December 30, 2021 - Posted by | Transport/Travel | , , , , , , , , , , , ,


  1. What rubbish! Get your geography right!!

    I’m not even going to elaborate more. Check your facts.


    John Harpur

    On Thu, 30 Dec 2021, 16:46 The Anonymous Widower, wrote:

    > AnonW posted: “One big problem area of electrification on the Midland Main > Line could be North of Derby, where the railway runs through the World > Heritage Site of the Derwent Valley Mills. There might be serious > objections to electrification in this area. But if elec” >

    Comment by John Harpur | December 30, 2021 | Reply

    • John Harpur
      A bit of a pointless comment if you’re not prepared to elaborate, how do you expect anybody else to understand your opinion on the subject. While working with the rail industry in and around Derby I always got the impression that most people I met and particularly the dealings I had with a company in Belper would have been pleased to see the line electrified.
      I always felt that the line from south of Ambergate up past Cromford up to Matlock to be far more sensitive both from the scenic point of view and more technically demanding when it comes to electrification. Since that’s not part of MML it doesn’t really count for this discussion.

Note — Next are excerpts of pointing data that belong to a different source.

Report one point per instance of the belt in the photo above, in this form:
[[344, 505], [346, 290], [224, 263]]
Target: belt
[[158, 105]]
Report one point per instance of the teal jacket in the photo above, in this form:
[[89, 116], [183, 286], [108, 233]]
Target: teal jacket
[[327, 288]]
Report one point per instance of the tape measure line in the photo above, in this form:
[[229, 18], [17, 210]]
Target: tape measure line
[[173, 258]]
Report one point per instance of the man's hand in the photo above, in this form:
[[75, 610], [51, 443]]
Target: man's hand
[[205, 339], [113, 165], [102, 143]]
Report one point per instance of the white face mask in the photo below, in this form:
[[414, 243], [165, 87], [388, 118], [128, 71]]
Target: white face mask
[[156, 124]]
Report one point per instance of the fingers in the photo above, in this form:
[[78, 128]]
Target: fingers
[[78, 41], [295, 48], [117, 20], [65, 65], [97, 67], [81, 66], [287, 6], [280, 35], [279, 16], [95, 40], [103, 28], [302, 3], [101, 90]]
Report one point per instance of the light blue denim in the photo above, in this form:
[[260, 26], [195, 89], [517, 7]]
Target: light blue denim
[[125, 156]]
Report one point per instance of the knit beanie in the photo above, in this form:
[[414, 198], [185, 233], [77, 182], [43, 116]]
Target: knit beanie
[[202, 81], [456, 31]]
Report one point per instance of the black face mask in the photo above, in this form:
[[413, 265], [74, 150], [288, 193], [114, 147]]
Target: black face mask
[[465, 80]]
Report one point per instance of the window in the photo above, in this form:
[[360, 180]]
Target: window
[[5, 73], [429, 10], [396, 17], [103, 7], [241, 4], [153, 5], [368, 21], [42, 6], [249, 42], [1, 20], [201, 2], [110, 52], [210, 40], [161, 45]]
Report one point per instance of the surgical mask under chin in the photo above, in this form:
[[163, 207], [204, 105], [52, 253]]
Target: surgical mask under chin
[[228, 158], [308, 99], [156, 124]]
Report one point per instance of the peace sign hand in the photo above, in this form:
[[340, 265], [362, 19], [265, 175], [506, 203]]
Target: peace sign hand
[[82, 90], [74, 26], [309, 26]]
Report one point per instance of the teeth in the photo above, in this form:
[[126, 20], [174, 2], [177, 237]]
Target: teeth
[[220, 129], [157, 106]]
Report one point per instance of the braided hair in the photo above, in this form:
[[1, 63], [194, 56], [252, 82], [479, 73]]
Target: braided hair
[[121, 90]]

      Comment by fammorris | December 30, 2021 | Reply

  2. There'[s no need to be abusive!

    Comment by AnonW | December 30, 2021 | Reply

    • I few years ago, I shared a trip back from Nottingham in the First Class compartment with a group of about four EMT drivers, who like me were travelling to London. I asked them about electrification and they repeated what had been told to them by a Network Rail engineer a few months before. They hold me the two most difficult part of the electrification would be Leicester, where apace is very limited under the A6 at the South of the station and through the Derwent Valley Mills.

      If you consider the trouble that Network Rail had with the bridge at Steventon in Oxfordshire, I can understand their worries in the Derwent Valley.

      But as the Hitachi trains have very agile pantographs and they have all the technical knowledge of Hitachi ABB Power Grids, I expect to see quite a lot of discontinuous electrification on the Midland Main Line.

      Comment by AnonW | December 30, 2021 | Reply

      • The fact that the Milford Tunnel has a Grade II rating (applied to a portal) really isn’t the issue.
        Reading local press reports there is little concern about electrification and the heritage status, with most commentary relating to the bridges and viaduct.
        According to a History and Gazetteer of Derbyshire published by Francis White & Co in 1857, the relatively short Milford Tunnel in itself doesn’t present a problem, rather it’s more likely the masonry lined cutting that a Sheffield bound train has to go through and which is traversed by no less than 11 bridges in one mile could make things difficult. If one were to be concerned about tunnels the longer Clay Cross built as part of the original line, with similar clearances and a far more imposing portal would be far more challenging.

        Comment by fammorris | December 31, 2021

  3. Seeing as the Class 800 Series have Brecknell-Willis pantographs from sunny Somerset like most of the UK’s 25kV powered rolling stock I don’t know why you’re implying Hitachi have anything special to do with performance of the product.

    Comment by fammorris | December 30, 2021 | Reply

  4. Thanks for the input. I wouldn’t be surprised to see sections not electrified, as it will reduce disruption and shorten the project time.

    All it needs is to balance the cost of the batteries against the savings on the electrification.